UK-founded Resurrect Bio has closed its Series A at a final $10.3 million, led by Corteva through the Corteva Catalyst platform and joined by several specialist agtech investors. $10.3M Series A expands on an earlier tranche and brings the startup’s total capital to $12.4 million, money the company says it will use to grow its team and advance disease-resistance traits in major crops.
The company’s platform focuses on restoring plant immune receptors (NLR proteins) that pathogens suppress by secreting effector proteins that bind those receptors. Resurrect Bio’s FloraFold AI predicts likely protein–protein interactions between crop NLRs and pathogen effectors, then prioritizes candidates for rapid in-planta and in-silico screening. Head of operations Robert Lo Bue says some fixes are as small as a single amino-acid change at a binding site, enough to prevent an effector from disabling a plant’s immune response.
Resurrect Bio positions its approach as broadly applicable across crops and many pathogen types, from fungal diseases to oomycetes and nematodes, and as a pathway to reduce reliance on chemical inputs. The firm provides partners—typically seed companies and breeders—with precise targets for edits rather than performing the edits itself, advising where and how to alter plant proteins so the innate immune system can act again.
How the technology works
The company’s tech stack rests on three capabilities: its FloraFold protein–protein AI prediction tool trained on plant–pathogen interactions; high-throughput screening that physically tests effector–NLR interactions at scale; and what it calls its “resurrection” workflow, which identifies minimal sequence changes to block binding. Lo Bue describes the core task as finding which one of thousands of possible molecular interactions actually matters and then designing the change that breaks it.
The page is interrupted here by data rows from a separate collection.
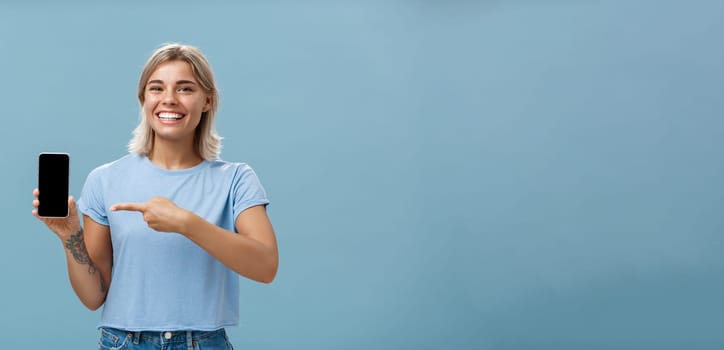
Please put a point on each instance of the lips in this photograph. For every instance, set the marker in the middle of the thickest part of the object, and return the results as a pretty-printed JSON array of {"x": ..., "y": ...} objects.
[{"x": 169, "y": 116}]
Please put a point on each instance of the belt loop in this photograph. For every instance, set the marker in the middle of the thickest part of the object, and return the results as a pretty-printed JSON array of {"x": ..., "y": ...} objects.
[{"x": 189, "y": 341}]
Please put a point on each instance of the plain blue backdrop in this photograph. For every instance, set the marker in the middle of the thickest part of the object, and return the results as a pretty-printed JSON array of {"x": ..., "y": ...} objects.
[{"x": 443, "y": 174}]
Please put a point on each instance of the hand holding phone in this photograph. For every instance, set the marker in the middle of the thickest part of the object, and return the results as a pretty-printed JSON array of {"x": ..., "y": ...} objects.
[{"x": 53, "y": 183}]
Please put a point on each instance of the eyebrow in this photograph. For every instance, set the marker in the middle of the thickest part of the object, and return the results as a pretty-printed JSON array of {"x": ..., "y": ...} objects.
[{"x": 179, "y": 82}]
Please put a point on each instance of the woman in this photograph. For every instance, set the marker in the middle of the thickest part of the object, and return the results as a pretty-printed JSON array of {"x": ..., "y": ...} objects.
[{"x": 168, "y": 228}]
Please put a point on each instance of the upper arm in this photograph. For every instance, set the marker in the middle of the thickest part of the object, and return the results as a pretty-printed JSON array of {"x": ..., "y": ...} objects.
[
  {"x": 255, "y": 224},
  {"x": 98, "y": 243}
]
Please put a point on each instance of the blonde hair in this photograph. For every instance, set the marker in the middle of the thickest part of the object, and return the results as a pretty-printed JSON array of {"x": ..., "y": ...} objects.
[{"x": 207, "y": 142}]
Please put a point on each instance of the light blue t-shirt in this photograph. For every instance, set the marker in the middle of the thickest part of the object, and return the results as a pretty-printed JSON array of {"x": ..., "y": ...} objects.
[{"x": 164, "y": 281}]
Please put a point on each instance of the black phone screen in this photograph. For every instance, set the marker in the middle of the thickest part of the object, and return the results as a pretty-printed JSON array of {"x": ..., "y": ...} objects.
[{"x": 53, "y": 174}]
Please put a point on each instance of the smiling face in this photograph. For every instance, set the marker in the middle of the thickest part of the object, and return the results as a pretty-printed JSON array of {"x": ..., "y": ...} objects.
[{"x": 174, "y": 101}]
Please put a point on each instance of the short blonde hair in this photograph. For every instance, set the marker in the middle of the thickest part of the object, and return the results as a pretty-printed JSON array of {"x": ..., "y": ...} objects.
[{"x": 206, "y": 141}]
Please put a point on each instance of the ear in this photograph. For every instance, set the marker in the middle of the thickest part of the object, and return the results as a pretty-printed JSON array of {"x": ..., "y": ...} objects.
[{"x": 207, "y": 105}]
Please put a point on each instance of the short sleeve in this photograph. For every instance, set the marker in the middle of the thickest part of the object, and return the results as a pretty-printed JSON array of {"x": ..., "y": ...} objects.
[
  {"x": 247, "y": 190},
  {"x": 91, "y": 199}
]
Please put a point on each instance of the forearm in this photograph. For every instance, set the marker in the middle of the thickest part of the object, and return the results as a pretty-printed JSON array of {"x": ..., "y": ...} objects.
[
  {"x": 241, "y": 253},
  {"x": 86, "y": 278}
]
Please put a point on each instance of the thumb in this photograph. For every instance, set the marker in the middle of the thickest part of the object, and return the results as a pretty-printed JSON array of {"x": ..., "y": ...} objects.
[{"x": 71, "y": 204}]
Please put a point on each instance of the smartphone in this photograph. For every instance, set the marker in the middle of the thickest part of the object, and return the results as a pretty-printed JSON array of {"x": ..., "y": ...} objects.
[{"x": 53, "y": 181}]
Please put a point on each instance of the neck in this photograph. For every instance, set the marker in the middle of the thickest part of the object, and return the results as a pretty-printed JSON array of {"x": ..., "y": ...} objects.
[{"x": 173, "y": 156}]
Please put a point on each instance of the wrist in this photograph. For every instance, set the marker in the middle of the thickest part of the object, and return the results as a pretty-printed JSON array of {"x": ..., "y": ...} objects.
[{"x": 186, "y": 222}]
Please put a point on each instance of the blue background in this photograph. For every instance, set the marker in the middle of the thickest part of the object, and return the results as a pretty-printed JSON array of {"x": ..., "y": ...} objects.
[{"x": 460, "y": 174}]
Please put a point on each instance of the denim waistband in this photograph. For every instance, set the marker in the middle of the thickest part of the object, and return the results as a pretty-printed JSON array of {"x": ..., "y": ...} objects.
[{"x": 166, "y": 337}]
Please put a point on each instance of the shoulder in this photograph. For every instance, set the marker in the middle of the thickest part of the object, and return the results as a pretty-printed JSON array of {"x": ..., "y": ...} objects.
[{"x": 229, "y": 167}]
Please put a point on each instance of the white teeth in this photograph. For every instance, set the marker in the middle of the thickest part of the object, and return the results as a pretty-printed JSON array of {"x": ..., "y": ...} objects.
[{"x": 170, "y": 116}]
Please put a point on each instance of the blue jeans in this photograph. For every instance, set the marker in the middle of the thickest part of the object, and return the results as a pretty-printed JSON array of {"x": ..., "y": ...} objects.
[{"x": 116, "y": 339}]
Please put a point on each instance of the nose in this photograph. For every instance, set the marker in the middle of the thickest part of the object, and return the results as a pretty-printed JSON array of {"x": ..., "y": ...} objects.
[{"x": 169, "y": 97}]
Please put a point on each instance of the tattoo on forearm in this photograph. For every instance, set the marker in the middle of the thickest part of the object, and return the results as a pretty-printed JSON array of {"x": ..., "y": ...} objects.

Resurrect Bio has demonstrated the approach on potato cyst nematode and has expanded into multiple crops. The firm recently announced a joint development agreement with Corteva to apply its discovery platform to corn disease resistance, a direct route into U.S. row-crop breeding pipelines. Joint development on corn, the company says, lets seed partners combine Resurrect Bio’s targets with their own germplasm and editing capabilities to develop resistant varieties.
Funding and partnerships
Corteva led the round via Corteva Catalyst, with participation from Calculus Capital, Pymwymic, Future Planet Capital (UKI2S), SynBioVen, and AgFunder, lifting Resurrect Bio’s cumulative funding to $12.4 million. CEO Cian Duggan said the raise reflects growing conviction in a scalable, AI-driven platform for restoring resistance, and that the company is now actively seeking additional joint development agreements with seed companies and breeders.
Duggan noted that agtech commercialization often mixes institutional VC with corporate venture capital, philanthropy or large public grants, and he sees CVC involvement as increasingly accepted in the sector. The company says the newly raised funds will be deployed to expand its team, accelerate screening and validation work, and support joint projects with seed partners to translate molecular targets into edited, disease-resistant varieties.